In this episode: Recovery tropes mostly, semiconsciousness
If you would like to be added to, or removed from, the tag list of this series, please let me know!
Part 17: Painmother
Masterpost
Tolly had his taloned hands on the silly little wheel of the Kia Soul. He was over there to Arden’s left in the dark, bars of light passing over him every now and again, making the whiteness of his flesh blinding. Aeolus’ voice was almost there, dim and far away, coldly angry, out of reach.
Sometimes Tolly said something, too. Sometimes he had a hand on Arden’s shoulder, cold, heavy, but better than just the constant all-over ache. He had such huge hands. Vampires were supposed to be fancy and thin, weren’t they?
“God, you shouldn’t be driving.” That sounded like Arden’s voice, except worse.
“One of us must, and you are in no condition. We can worry about renewing my license later.”
It was darker and darker and lighter. The rumble of traffic felt louder. Someone was moaning about the extra vibration, because it made the ache worse.
“I know. I’m sorry,” that was Tolly again. “We still have an hour to go, but no more, I promise.”
It probably was about that long. Probably. They hadn’t heard Aeolus in a while. Maybe he’d given up. There was kind of a ringing in their ears they hadn’t been able to hear earlier, so it must be quieter outside the car. They should probably open their eyes to check. It felt like a lot of effort.
Car door opening to their right. Cold arms gathering them up, like they weighed nothing.
“I have you. Just try to relax.”
“Tolly?”
“Yes, still. Shhh, now.” Air moved past them – was he running? There was a sizable THUD, like he’d run right into a wall, then a grind and screech of old machinery. Light and dark and light again passed behind Arden’s eyelids.
Sound came and went. At some point hands were pulling their shoes off, then, against their fuzzy protest, their pants and socks. It felt too cold, but a reassuring voice sent them sliding away from sounds again.
This time, they stayed gone longer. When they came back, the ache was still there, waiting. Arden groaned into something warm - pillow? They were lying on their side with their cheek on something that didn’t seem very soft. Arden squinted their gluey eyes open slowly. A gently glowing dial on a cord lay not far from their face: an electric blanket.

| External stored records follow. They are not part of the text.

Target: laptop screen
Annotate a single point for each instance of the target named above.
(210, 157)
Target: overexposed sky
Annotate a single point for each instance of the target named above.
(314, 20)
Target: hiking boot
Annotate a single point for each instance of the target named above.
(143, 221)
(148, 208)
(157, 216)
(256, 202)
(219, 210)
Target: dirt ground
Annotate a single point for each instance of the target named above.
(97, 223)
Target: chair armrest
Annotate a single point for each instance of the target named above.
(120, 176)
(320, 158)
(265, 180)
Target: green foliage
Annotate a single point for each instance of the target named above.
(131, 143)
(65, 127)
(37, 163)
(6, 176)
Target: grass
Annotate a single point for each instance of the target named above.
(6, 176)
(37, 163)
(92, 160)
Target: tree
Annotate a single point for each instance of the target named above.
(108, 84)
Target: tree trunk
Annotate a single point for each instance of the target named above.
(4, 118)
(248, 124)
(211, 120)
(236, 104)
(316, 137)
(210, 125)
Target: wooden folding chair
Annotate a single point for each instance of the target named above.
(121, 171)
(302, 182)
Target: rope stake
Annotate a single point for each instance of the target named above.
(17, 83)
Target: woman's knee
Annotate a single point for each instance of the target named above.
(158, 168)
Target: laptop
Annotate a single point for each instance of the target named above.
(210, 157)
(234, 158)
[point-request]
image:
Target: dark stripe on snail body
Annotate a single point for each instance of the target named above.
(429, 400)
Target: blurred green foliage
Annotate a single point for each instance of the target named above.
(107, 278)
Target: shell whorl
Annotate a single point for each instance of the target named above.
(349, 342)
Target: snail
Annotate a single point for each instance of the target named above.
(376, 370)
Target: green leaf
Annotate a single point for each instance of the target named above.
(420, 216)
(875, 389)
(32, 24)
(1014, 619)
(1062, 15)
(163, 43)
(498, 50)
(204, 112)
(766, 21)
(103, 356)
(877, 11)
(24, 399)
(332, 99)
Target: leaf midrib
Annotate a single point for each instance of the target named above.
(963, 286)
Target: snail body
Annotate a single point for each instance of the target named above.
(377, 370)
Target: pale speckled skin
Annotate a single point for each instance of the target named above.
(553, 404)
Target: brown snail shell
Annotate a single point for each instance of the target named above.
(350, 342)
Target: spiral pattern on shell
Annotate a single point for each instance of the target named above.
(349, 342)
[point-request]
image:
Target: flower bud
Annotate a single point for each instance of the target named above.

A few facts slowly began to show notifications on the lock screen of Arden’s brain. The room around them was mostly dark, lit by the glow of the blanket control and the screens of two phones that looked to be sitting about three feet away. They might be on a table. The dim shape of cords said they were plugged in. There was a faint smell of bleach and maybe dust. A nest of blankets and sheets surrounded them.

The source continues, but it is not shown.